Comparison rate: A comparison rate helps you know what the true cost of a loan. It factors in the interest rate, fees and charges and displays a single percentage rate that can be used to compare various loans from different lenders.
Conveyancing: This is the word used for the legal processes that are needed to transfer ownership of real estate from one party to another. If you’re purchasing a home this will mainly include the preparation and lodgement of legal documents required to officially make the property yours.
First Home Loan Deposit Scheme (FHLDS): The FHLDS is an Australian Government scheme that helps first home owners purchase their first home sooner. The scheme guarantees your deposit up to 20% as long as you have a minimum of 5% deposit.
Fixed rate: A fixed interest rate does not change during the period of the loan that is fixed. This means you can predict your payments for the duration of the fixed rate period but if the market changes and rates go down, your repayments will not.
Guarantor: A guarantor is a family member or friend who guarantees the payment of your loan if you are unable to pay it. For a home loan, a guarantor will also provide additional security to support the loan, generally an additional property such as their home or an investment property.
Interest-only: If a home loan is described as ‘Interest only’ it means you will only pay the interest on the loan amount rather than ‘principal and interest’ which means you will start to pay back your mortgage as well as covering the interest.
Lender's Mortgage Insurance (LMI): If you borrow more than 80 per cent of a property’s purchase price (above 80 per cent LVR), you will need to pay insurance on the loan to protect the bank in case you default on the loan. How much LMI you pay can depend on how much money you borrow and your location.
Loan to value ratio (LVR): This is the ratio between the amount you are wanting to borrow and the value of the property you’re purchasing. For example, if you have a 20% percent deposit, you’ll be looking at an LVR of 80%. This figure is used to determine if you need to pay Lenders Mortgage Insurance.
Minimum repayments: The lowest amount that must be paid per month to meet the terms of your loan.
Mortgage Offset: A mortgage offset can help you pay less interest on your home loan.

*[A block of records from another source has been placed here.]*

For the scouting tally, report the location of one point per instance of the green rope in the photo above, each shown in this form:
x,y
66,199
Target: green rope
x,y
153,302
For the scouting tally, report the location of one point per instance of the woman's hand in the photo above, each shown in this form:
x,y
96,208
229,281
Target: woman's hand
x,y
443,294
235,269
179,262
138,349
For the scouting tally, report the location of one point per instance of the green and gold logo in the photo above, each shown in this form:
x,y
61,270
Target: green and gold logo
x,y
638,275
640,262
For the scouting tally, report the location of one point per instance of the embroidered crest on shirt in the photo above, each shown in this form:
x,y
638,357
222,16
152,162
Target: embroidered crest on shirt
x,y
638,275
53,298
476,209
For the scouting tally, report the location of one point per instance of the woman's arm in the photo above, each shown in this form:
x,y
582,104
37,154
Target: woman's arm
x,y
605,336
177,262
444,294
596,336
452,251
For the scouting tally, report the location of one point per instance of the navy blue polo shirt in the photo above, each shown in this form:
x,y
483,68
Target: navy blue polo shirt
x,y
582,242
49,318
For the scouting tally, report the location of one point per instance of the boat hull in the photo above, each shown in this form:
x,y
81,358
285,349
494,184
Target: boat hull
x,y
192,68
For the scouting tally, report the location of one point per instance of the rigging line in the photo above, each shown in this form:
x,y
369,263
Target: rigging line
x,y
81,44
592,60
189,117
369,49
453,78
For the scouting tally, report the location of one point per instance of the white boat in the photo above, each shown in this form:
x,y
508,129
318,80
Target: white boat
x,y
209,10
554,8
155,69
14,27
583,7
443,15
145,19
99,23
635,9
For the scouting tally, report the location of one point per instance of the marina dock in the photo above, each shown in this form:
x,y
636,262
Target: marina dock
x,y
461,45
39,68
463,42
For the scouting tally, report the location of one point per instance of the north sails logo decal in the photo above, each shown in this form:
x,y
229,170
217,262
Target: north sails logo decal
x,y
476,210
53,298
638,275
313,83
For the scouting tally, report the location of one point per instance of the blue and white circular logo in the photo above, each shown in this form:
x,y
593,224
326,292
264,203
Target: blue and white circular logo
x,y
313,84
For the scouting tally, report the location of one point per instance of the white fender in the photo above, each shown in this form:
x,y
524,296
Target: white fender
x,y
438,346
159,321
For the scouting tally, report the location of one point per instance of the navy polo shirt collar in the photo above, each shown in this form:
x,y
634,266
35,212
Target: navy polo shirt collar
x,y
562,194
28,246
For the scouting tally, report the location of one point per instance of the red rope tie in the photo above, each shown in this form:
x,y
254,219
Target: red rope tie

Instead of charging interest based on the full loan amount, a mortgage offset takes into account money you have in other bank accounts linked to your home loan.
Principal: This is the amount you borrow and is used to describe home loans where you pay interest as well as making repayments on the loan amount (‘Principal and interest’).
Redraw: Many loans, like Bank Australia’s, allow you to redraw (take out) any additional funds that you’ve paid on your home loan, in advance. This can be particularly helpful for renovations or other major expenses that life throws at you. Depending on your loan, there may be fees or a minimum amount associated with your redraw – so check your contract.
Refinance: This isthe process of moving an existing home loan to another bank. People do this for different reasons; the ethics of the bank, to change the size or type of loan, or for a better rate.
Stamp duty: A tax that is applied by all states and territories and is based on a number of factors including the property purchase price, property type (owner-occupier vs investment) and location.
Variable rate: A variable interest rate is one that changes, mostly in response to external factors, like when the Reserve Bank of Australia changes the official cash rate. It is often the lowest available home loan rate and means your repayments go up or down depending on whether the bank lowers or raises interest rates.